"Um engano em bronze é um engano eterno". A frase está gravada numa placa em homenagem a Mario Quintana, na localidade de Alegrete, cidade natal do poeta. A sentença, escolhida por ele mesmo, demonstra sua contrariedade aos monumentos, estátuas ou tudo aquilo que pretende eternizar figuras históricas. Os monumentos são sempre uma tentativa de petrificação da história.
Uma estátua no meio de um parque se naturaliza a tal ponto que quase não faz sentido questioná-la. Faz parte da paisagem, mas muitas vezes esconde um passado violento e obscuro. Caso da estátua do bandeirante Borba Gato, que foi incendiada por manifestantes em São Paulo dias atrás.
A questão aqui não é por fogo ou não. Derrubar ou não derrubar. O que está em jogo aqui é pensar que tais símbolos materiais podem e devem ser contestados. A história não é uma construção estanque e acabada como se quer. A história é um processo, um percurso e em constante avaliação.
Além disso, estamos num outro tempo. Precisamos de uma história "a contrapelo", como sugeriu o pensador alemão Walter Benjamin. Uma história que seja contada por uma outra ótica. Não ótica dos bandeirantes, dos ditadores, dos mercadores de escravos, mas do escravizados, dos colonizados e de todos aqueles que sofreram com processo violento da globalização e do capitalismo.
Os símbolos da história devem ser revistos. Ora, por que não questionar o hino rio-grandense, que faz referências racistas? E por que não modificá-lo? Por que não trocar o nome de avenidas que carregam homenagens a ditadores?
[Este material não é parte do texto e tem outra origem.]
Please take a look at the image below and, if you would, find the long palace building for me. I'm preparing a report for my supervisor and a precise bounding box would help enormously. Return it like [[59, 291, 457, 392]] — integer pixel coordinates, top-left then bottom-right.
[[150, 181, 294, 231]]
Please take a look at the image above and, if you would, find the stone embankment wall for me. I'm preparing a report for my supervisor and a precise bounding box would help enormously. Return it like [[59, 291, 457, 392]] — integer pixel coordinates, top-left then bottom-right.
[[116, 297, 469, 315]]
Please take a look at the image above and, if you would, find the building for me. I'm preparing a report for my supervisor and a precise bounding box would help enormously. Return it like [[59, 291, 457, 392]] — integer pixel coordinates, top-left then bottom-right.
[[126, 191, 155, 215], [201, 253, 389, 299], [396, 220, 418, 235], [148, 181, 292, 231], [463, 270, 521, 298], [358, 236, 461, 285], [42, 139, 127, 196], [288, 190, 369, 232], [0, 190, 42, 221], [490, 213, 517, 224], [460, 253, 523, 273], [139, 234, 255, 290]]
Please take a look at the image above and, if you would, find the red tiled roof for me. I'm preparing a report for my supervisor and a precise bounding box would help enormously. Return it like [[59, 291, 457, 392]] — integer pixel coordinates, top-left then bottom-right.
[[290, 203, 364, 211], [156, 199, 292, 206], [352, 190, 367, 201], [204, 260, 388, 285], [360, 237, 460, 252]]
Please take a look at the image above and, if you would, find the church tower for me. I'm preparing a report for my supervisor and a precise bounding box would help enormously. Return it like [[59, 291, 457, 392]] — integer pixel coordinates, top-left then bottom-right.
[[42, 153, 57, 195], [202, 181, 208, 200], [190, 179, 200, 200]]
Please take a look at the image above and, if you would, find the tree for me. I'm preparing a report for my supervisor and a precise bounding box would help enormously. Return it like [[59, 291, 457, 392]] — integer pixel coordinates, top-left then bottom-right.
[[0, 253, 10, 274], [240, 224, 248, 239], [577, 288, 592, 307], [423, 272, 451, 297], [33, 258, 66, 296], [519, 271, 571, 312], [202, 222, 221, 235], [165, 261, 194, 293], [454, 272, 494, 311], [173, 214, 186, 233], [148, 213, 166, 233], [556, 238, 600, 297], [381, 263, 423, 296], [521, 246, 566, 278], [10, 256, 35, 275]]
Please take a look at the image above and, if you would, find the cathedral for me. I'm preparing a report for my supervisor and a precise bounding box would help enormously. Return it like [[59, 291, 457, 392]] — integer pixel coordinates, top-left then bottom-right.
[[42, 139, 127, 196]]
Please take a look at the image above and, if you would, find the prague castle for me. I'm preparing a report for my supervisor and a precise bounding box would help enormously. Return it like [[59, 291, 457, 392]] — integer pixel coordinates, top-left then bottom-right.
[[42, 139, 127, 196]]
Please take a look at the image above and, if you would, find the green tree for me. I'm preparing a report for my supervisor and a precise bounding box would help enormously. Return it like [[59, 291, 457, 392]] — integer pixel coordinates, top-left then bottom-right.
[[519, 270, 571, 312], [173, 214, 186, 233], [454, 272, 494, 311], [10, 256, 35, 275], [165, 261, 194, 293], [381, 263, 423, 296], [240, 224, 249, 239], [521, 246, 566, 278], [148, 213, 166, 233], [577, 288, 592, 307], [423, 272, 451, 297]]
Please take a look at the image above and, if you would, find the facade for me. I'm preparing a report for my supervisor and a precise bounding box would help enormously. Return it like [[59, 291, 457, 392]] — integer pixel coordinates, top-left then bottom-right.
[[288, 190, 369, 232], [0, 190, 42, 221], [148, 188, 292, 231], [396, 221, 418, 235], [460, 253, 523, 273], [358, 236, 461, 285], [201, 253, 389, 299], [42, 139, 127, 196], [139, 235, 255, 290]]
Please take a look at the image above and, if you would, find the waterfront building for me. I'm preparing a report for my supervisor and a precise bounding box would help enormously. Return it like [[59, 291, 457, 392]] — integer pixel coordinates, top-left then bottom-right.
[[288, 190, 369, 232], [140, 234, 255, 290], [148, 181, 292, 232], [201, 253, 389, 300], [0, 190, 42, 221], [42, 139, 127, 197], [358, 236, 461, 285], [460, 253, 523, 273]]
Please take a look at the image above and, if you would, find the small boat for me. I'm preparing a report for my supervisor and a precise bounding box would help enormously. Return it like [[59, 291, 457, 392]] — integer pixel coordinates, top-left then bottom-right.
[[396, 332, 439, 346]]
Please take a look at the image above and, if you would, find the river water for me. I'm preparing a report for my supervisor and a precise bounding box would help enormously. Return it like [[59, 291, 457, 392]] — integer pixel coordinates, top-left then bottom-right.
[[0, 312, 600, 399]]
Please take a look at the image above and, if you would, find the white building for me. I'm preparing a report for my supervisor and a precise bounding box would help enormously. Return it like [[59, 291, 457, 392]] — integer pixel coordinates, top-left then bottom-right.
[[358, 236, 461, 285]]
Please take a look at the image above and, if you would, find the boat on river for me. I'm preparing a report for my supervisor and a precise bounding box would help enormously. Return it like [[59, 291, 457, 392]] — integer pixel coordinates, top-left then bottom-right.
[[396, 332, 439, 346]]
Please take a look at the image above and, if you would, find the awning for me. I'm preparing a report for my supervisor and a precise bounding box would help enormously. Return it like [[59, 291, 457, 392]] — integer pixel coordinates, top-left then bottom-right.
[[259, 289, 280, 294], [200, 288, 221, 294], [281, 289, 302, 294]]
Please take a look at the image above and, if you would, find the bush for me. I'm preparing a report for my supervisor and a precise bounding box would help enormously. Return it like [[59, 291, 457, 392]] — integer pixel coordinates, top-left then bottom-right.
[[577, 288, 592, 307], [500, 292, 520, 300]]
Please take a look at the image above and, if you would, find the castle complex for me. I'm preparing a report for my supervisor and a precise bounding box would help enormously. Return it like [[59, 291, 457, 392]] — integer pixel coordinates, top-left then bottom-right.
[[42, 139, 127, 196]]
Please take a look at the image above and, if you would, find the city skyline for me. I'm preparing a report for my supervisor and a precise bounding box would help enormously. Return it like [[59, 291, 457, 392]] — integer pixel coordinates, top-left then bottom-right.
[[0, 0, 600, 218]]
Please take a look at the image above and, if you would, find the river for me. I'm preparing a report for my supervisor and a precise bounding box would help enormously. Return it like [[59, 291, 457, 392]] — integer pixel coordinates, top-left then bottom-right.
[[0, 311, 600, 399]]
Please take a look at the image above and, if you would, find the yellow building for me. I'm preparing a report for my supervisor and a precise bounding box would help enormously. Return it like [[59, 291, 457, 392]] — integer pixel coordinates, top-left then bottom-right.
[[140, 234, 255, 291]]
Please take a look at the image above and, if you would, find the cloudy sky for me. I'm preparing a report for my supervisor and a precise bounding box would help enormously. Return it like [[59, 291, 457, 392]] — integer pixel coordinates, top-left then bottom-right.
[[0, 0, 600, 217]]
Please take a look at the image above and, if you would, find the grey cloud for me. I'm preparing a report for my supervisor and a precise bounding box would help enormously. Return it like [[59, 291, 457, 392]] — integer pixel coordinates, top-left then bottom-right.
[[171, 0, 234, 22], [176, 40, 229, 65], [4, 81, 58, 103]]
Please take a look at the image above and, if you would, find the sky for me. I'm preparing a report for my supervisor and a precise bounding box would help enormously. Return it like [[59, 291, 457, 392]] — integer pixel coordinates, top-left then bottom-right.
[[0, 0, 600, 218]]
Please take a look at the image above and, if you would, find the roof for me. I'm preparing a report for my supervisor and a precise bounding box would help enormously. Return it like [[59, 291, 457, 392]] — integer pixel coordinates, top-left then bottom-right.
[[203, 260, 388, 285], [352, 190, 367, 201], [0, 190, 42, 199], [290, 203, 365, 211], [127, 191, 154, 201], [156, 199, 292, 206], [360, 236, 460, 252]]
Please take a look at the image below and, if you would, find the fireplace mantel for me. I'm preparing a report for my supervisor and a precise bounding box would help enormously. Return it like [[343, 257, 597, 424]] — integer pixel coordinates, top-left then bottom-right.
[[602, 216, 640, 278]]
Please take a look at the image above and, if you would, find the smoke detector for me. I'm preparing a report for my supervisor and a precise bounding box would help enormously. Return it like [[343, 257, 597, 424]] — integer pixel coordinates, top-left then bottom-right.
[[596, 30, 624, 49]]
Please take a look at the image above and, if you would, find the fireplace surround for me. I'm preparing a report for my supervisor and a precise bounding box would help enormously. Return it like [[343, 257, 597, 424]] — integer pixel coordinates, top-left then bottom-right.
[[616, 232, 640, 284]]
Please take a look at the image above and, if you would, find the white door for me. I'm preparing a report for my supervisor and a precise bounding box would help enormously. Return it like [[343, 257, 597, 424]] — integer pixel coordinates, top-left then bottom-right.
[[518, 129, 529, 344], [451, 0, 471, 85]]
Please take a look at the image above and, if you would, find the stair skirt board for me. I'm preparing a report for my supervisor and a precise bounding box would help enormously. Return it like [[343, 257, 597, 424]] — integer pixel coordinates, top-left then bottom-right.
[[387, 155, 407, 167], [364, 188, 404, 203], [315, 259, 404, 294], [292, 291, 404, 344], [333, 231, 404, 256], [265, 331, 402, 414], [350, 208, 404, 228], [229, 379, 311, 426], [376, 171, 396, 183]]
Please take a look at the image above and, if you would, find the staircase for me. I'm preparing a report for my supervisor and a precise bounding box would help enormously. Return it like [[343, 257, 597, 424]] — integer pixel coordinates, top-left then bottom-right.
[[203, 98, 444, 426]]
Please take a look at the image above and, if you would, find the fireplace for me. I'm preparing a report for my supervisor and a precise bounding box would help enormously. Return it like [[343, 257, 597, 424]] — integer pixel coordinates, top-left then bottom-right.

Ou rever os nossos símbolos, como, por exemplo, a própria estátua do Laçador, e pensar o quanto esse monumento de fato representa o povo gaúcho?
Vejam, não significa colocar tudo abaixo, mas problematizar nosso passado. Temos dois grandes temas muito mal resolvidos no Brasil: a escravidão e a ditadura. Portanto, aceitar um monumento, uma placa ou uma estátua como a única verdade sobre o passado significa diminuir nossa própria história.
E como diria Mario Quintana: um erro em bronze pode ser um erro eterno.